SB: Noch vor ca. 10 Jah­ren gab es welt­weit (auch unter Lin­ken) die Hoff­nung, die Digi­ta­li­sie­rung wür­de Demo­kra­tie- und Pro­test­be­we­gun­gen stär­ken und hät­te so etwas wie ein revo­lu­tio­nä­res Poten­zi­al. Das hat sich – abge­se­hen von der Kli­ma­be­we­gung – m.E. nicht bestä­tigt. Oder hal­ten Sie es für mög­lich, dass die Digi­ta­li­sie­rung auch Chan­cen für sozia­le und poli­ti­sche Kräf­te eröff­net und dadurch ein sozi­al­de­mo­kra­ti­sches oder, wenn Sie wol­len, auch sozia­lis­ti­sches Pro­jekt eine neue Chan­ce bekommt?

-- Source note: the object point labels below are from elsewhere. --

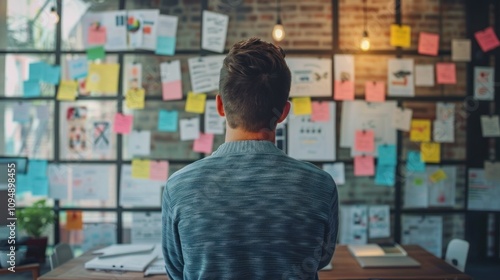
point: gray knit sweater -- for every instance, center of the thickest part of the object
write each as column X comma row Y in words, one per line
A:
column 249, row 211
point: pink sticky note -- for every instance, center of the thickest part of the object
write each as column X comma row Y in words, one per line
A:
column 375, row 91
column 446, row 73
column 364, row 166
column 320, row 111
column 158, row 170
column 487, row 39
column 428, row 43
column 364, row 141
column 96, row 35
column 123, row 123
column 344, row 90
column 204, row 143
column 172, row 90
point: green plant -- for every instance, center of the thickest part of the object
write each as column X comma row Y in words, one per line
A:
column 36, row 218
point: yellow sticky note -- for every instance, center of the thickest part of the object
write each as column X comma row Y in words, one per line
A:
column 196, row 102
column 400, row 35
column 67, row 90
column 437, row 176
column 420, row 131
column 135, row 98
column 141, row 168
column 430, row 152
column 103, row 78
column 302, row 106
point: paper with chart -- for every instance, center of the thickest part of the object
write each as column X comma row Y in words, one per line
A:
column 139, row 192
column 204, row 72
column 145, row 229
column 400, row 75
column 214, row 30
column 353, row 224
column 310, row 140
column 426, row 231
column 310, row 76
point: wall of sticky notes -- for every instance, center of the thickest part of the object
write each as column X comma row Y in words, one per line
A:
column 123, row 105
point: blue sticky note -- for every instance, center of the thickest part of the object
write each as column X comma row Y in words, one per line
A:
column 78, row 68
column 387, row 154
column 31, row 88
column 414, row 162
column 385, row 175
column 165, row 45
column 167, row 120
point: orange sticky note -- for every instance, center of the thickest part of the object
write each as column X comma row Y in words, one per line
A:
column 428, row 43
column 364, row 141
column 487, row 39
column 123, row 123
column 74, row 220
column 364, row 166
column 446, row 73
column 375, row 91
column 204, row 143
column 158, row 170
column 320, row 111
column 344, row 90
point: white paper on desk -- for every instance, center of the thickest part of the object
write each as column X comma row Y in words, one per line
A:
column 400, row 77
column 460, row 50
column 98, row 235
column 416, row 192
column 310, row 76
column 59, row 180
column 310, row 140
column 139, row 192
column 213, row 36
column 490, row 126
column 189, row 129
column 484, row 194
column 424, row 75
column 401, row 118
column 214, row 123
column 484, row 83
column 426, row 231
column 139, row 143
column 353, row 224
column 337, row 171
column 145, row 228
column 379, row 221
column 442, row 193
column 205, row 72
column 91, row 182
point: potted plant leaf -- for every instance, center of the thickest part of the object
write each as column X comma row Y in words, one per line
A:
column 34, row 220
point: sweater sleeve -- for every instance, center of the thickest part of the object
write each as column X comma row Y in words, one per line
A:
column 171, row 245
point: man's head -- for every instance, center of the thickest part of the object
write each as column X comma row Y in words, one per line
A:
column 254, row 86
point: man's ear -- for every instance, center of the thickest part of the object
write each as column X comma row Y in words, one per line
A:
column 219, row 105
column 286, row 110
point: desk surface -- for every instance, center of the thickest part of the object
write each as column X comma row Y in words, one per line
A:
column 344, row 267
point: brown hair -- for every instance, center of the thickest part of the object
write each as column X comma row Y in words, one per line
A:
column 254, row 85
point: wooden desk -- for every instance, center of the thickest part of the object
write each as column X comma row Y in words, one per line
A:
column 344, row 267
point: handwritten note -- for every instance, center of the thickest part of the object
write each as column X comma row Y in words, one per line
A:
column 196, row 102
column 214, row 30
column 364, row 166
column 400, row 35
column 428, row 43
column 446, row 73
column 375, row 91
column 167, row 120
column 364, row 141
column 123, row 123
column 420, row 130
column 430, row 152
column 487, row 39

WM: Gegen­fra­ge: Glau­ben Sie, dass Chi­na sich durch Digi­ta­li­sie­rung zur Demo­kra­tie ent­wi­ckelt? Ist Chi­na der Demo­kra­tie durch Wohl­stand über­haupt näher gekom­men? War­um sind denn alle sozia­lis­ti­schen Pro­jek­te auf dem süd­ame­ri­ka­ni­schen Kon­ti­nent wie auch über­all sonst auf der Welt geschei­tert? Es wird immer wie­der über­se­hen, dass jede Tech­nik poli­tisch gelenkt wer­den kann – in die eine oder die ande­re Rich­tung. In der Tat gibt es neue Mög­lich­kei­ten der Ver­net­zung – sie­he Kli­ma­be­we­gung oder den sei­ner­zeit eupho­risch begrüß­ten Ara­bi­schen Früh­ling. Aber was ist dar­aus gewor­den? Die Mög­lich­kei­ten des Staa­tes aber auch der gro­ßen Think Tanks, auf sol­che Bewe­gun­gen ein­schrän­kend zu reagie­ren, sind groß. Den­ken Sie nur an die Dif­fa­mie­run­gen von Gre­ta Thun­berg, an die pri­va­ten Insti­tu­te, die Kli­ma­wan­del-Ver­leug­ner mit zwei­fel­haf­ten Argu­men­ten ver­sor­gen usw.
Ich schlie­ße nicht aus, dass mit tech­ni­schen, digi­ta­len Mit­teln ein gesell­schaft­li­cher Pro­zess ange­sto­ßen wird. Er ist aber zum Schei­tern ver­ur­teilt ist, wenn er nicht zugleich von ganz ande­ren gesell­schaft­li­chen Kräf­ten gespeist wird. Sonst kön­nen sol­che Bewe­gun­gen nicht zu dau­er­haf­tem Erfolg füh­ren.